Atrofia (sin.: mastopatia involutiva) Processo involutivo lobulare, con semplificazione e talora scomparsa o trasformazione microcistica dei lobuli, accompagnato da sostituzione fibro-adiposa. Non comporta alcun aumento di rischio di comparsa di carcinoma.
Calcificazioni Depositi di sali di calcio possono essere osservati mammograficamente ed istologicamente in relazione a processi involutivi (atrofia lobulare, ectasia duttale, liponecrosi, arteriosclerosi), a lesioni proliferative benigne (adenosi, epiteliosi, lesione scleroelastosica), preneoplastiche (iperplasie atipiche), neoplastiche in situ (carcinoma intraduttale, specie comedocarcinoma in situ e talora carcinoma lobulare in situ tipo B), neoplastiche infiltranti.
Cancerizzazione lobulare Estensione per contiguità endoluminale di un carcinoma intraduttale, specie di tipo comedonico, ai duttuli dei lobuli prossimiori, ne impone la ricerca quando evidenziata in tessuto altrimenti benigno.
Carcinoide Vedi carcinoma con differenziazione neuroendocrina.
Carcinoma a cellule castonate, intraduttale o in situ Vedi carcinoma intraduttale.
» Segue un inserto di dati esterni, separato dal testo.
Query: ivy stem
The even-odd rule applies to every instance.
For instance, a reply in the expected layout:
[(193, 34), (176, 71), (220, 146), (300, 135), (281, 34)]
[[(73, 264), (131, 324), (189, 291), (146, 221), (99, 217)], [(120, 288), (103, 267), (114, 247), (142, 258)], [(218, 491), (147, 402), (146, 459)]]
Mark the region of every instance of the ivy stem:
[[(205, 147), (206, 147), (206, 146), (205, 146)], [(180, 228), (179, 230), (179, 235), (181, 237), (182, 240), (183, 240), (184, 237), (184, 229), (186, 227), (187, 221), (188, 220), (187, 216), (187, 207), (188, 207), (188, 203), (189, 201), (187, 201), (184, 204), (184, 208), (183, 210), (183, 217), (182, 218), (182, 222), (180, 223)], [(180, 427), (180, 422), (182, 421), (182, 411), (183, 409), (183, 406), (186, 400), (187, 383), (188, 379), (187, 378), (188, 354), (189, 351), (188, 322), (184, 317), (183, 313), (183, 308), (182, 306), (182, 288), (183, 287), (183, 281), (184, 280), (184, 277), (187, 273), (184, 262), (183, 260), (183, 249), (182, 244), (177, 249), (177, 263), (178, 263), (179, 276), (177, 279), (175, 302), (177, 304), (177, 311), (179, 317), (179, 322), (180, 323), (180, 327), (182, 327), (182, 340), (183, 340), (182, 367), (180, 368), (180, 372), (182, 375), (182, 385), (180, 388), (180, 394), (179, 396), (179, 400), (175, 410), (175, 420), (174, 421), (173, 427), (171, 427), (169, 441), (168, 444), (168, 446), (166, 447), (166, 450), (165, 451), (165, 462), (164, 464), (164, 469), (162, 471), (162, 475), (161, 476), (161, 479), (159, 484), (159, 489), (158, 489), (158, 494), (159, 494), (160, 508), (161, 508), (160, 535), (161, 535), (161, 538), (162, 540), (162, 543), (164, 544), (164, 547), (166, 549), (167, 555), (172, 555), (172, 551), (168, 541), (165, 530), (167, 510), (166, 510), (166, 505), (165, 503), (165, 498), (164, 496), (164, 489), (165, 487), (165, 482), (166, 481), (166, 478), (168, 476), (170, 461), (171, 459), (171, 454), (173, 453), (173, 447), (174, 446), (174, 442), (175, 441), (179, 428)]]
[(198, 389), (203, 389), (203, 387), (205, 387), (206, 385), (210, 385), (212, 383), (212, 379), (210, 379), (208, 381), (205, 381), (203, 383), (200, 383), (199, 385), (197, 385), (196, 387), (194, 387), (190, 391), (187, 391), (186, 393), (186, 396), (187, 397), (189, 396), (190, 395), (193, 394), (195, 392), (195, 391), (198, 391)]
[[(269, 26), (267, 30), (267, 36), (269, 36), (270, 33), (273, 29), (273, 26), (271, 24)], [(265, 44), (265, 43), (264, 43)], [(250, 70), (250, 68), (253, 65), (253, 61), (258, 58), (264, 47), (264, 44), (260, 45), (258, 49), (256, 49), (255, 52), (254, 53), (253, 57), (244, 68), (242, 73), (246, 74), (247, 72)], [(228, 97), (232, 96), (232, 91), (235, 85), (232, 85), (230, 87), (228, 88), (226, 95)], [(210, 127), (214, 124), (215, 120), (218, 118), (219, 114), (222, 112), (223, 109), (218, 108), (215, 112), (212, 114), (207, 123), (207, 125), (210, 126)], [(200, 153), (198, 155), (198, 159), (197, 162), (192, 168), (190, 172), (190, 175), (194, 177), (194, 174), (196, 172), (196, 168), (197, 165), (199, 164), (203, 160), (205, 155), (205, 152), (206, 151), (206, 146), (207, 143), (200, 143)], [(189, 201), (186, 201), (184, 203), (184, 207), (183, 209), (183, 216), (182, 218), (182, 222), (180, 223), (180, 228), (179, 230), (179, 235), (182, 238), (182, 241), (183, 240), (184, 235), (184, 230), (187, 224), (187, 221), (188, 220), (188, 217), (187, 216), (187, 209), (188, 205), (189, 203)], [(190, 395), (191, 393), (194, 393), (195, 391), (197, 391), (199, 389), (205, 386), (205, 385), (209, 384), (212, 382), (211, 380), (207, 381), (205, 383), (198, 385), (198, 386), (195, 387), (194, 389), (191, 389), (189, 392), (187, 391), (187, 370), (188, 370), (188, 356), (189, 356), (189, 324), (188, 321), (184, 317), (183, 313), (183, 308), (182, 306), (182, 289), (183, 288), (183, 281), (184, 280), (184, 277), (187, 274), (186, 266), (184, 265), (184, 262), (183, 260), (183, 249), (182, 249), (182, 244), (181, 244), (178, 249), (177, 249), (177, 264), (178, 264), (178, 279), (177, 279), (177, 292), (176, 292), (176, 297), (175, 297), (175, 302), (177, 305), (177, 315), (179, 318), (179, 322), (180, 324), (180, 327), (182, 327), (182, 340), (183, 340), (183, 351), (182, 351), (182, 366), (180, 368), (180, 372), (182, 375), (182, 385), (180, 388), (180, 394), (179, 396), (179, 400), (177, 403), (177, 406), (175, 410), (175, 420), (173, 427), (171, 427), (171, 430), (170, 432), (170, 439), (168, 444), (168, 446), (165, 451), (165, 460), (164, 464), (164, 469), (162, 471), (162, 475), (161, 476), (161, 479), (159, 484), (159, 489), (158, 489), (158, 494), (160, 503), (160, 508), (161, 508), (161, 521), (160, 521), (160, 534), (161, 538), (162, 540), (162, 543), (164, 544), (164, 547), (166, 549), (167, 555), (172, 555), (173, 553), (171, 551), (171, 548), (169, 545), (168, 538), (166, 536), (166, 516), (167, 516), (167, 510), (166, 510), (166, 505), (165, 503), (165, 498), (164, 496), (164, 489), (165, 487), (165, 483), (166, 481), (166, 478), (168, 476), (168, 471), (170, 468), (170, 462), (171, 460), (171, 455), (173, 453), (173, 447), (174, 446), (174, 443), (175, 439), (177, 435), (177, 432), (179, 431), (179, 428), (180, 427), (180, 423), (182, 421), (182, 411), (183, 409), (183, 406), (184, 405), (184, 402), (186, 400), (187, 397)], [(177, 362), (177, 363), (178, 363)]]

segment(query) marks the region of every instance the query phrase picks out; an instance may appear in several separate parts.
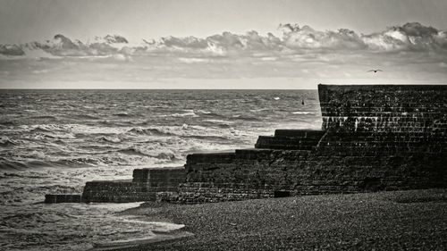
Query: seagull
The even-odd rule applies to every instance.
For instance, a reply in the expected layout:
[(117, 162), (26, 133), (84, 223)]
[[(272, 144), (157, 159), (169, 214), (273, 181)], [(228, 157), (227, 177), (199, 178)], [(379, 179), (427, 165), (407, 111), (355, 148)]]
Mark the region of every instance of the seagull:
[(377, 71), (384, 71), (377, 69), (377, 70), (369, 70), (367, 72), (370, 72), (370, 71), (374, 71), (374, 73), (377, 73)]

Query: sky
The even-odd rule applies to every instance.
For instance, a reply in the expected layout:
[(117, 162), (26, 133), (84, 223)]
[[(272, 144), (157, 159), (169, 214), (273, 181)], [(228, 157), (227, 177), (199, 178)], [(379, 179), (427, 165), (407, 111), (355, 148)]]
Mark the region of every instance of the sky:
[(445, 84), (445, 0), (0, 0), (0, 88)]

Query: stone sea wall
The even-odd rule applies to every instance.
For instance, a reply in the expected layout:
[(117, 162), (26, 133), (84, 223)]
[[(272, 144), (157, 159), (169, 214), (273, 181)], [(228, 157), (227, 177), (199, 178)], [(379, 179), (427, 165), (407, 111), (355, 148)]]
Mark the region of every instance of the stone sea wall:
[(184, 167), (88, 182), (80, 200), (196, 204), (447, 188), (447, 86), (319, 85), (318, 94), (320, 130), (277, 130), (255, 148), (192, 154)]
[[(188, 156), (158, 200), (202, 203), (447, 186), (446, 86), (318, 86), (322, 130), (278, 130), (256, 148)], [(158, 194), (157, 194), (158, 195)]]
[(89, 181), (82, 195), (46, 195), (46, 203), (154, 201), (160, 191), (177, 192), (185, 182), (183, 167), (143, 168), (133, 171), (129, 180)]

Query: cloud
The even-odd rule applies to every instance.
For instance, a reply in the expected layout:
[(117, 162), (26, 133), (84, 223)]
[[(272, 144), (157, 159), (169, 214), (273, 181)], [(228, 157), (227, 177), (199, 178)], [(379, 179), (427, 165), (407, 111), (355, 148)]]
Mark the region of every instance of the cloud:
[[(447, 33), (435, 28), (407, 23), (371, 34), (298, 24), (282, 24), (279, 29), (278, 36), (252, 30), (140, 43), (116, 35), (80, 41), (59, 34), (44, 42), (2, 45), (0, 85), (257, 78), (309, 84), (447, 81)], [(384, 71), (367, 72), (375, 68)]]
[[(26, 56), (31, 50), (41, 50), (54, 56), (151, 55), (190, 57), (275, 57), (314, 53), (337, 52), (439, 52), (447, 54), (447, 32), (418, 22), (392, 26), (372, 34), (340, 29), (316, 30), (309, 26), (280, 24), (281, 38), (272, 33), (260, 35), (249, 31), (243, 35), (224, 32), (205, 38), (196, 37), (166, 37), (156, 40), (142, 40), (130, 45), (118, 35), (96, 37), (81, 42), (58, 34), (45, 43), (1, 45), (0, 54), (11, 57)], [(119, 57), (120, 55), (118, 55)]]

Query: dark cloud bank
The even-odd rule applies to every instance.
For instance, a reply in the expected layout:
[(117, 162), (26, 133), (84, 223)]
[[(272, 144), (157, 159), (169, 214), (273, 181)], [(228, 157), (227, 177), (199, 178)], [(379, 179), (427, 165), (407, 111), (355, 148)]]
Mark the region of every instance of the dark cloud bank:
[[(245, 35), (224, 32), (206, 38), (167, 37), (157, 41), (142, 39), (137, 45), (131, 45), (125, 38), (116, 35), (81, 42), (58, 34), (45, 42), (0, 45), (0, 54), (4, 59), (109, 56), (117, 60), (156, 54), (185, 57), (185, 63), (213, 57), (282, 57), (309, 50), (320, 53), (434, 52), (447, 54), (447, 31), (418, 22), (390, 27), (373, 34), (358, 34), (347, 29), (319, 31), (297, 24), (281, 24), (279, 29), (283, 32), (280, 38), (272, 33), (262, 36), (257, 31)], [(194, 59), (188, 61), (188, 58)]]

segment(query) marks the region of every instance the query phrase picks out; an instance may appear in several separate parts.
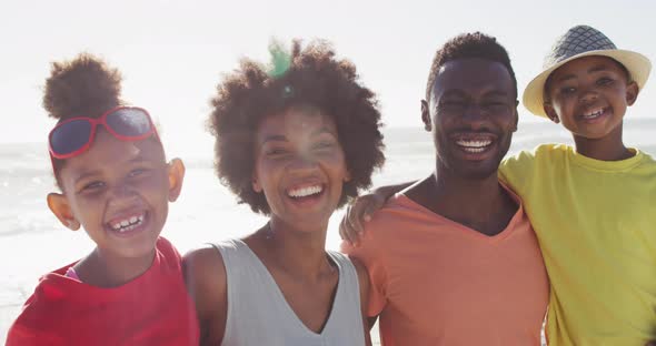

Carcinoma a cellule castonate, infiltrante Varietà di carcinoma lobulare, e più raramente duttale, infiltrante.
Carcinoma a cellule chiare (sin.: carcinoma a cellule glicogeniche) Varietà rara di carcinoma duttale infiltrante con accumulo intracellulare di glicogeno; si associa ad un decorso clinico più aggressivo.
Carcinoma a cellule fusate Vedi carcinoma metaplastico. Carcinoma con prevalente proliferazione a cellule fusate, varietà del carcinoma squamoso simulante un sarcoma a basso grado di malignità. Si differenzia da quest’ultimo per la presenza di aree di carcinoma, in situ e/o invasivo, riconoscibili al microscopio o svelabili con anticorpi anti-cheratine.
Carcinoma a cellule glicogeniche Vedi carcinoma a cellule chiare.
Carcinoma a cellule lipidiche (sin.: “lipid-rich” carcinoma, carcinoma lipidico, carcinoma sebaceo) Varietà rara di carcinoma infiltrante a cattiva prognosi con accumulo intracellulare di lipidi neutri.
Carcinoma a cellule piatte (sin.: carcinoma squamoso o carcinoma spinocellulare) Vedi carcinoma metaplastico. Rara forma di carcinoma invasivo costituita esclusivamente da cellule pavimentose, originante dai dotti mammari e che non ha rapporto con la cute della mammella.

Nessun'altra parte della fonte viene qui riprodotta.